British beef exports were barred in March 1996 after
Britain announced a possible link between "mad
cow" disease in British cattle and a fatal brain
ailment in humans called Creutzfeldt-Jakob disease.
The ban has cost the industry in Britain more than
$3.3 billion and undermined confidence in beef throughout
Europe.
The move to ease the ban was boosted early this month
when eight out of 15 veterinary experts endorsed the plan
to resume exports.
"The question now is how to get back on the world
markets," said Brown, predicting an uphill struggle
to restore the reputation of British beef.
Monday's decision "will tend to boost the
confidence of the British consumer and presumably other
consumers throughout the EU and our beef trade and our
beef producers will get back to normal," Dr.
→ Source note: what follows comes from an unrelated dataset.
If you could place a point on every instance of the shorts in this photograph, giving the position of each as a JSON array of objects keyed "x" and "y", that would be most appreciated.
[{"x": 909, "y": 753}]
John
Mann, superintendent of Britain's largest meat market,
Smithfields, said in London.
The EU's executive Commission now will send inspectors
to Britain for a final examination of safety standards,
opening the way for exports to begin early next year. No
more ministerial-level votes on the issue are required.
The decision will be immediately followed by a
campaign to put British beef back on the plates of
consumers throughout the 15-nation EU.
"It will still be some months before the first
shipments of beef actually resume and there is much work
to be done to re-establish markets," said Ben Gill,
president of Britain's National Farmers Union.
Brown downplayed the continued German opposition.
"Germany was not opposed to lifting the beef ban.
It was opposed to lifting it now," said Brown.
The Labor government lauded the cooperation from its
EU partners. "I have no quarrel how other people
approached the issue," Brown said. "I got a
fair hearing from each of the other 14."
After the 1996 ban, the previous Conservative
government of Prime Minister John Major instigated a
policy of non-cooperation with its partners that
effectively paralyzed the EU for months.
Relations improved after Tony Blair became prime
minister in May 1997. EU farm ministers approved a
resumption of beef exports from Northern Ireland in
March.
Britain exported some 270,000 tons of beef, totaling
some $1 billion, in 1995.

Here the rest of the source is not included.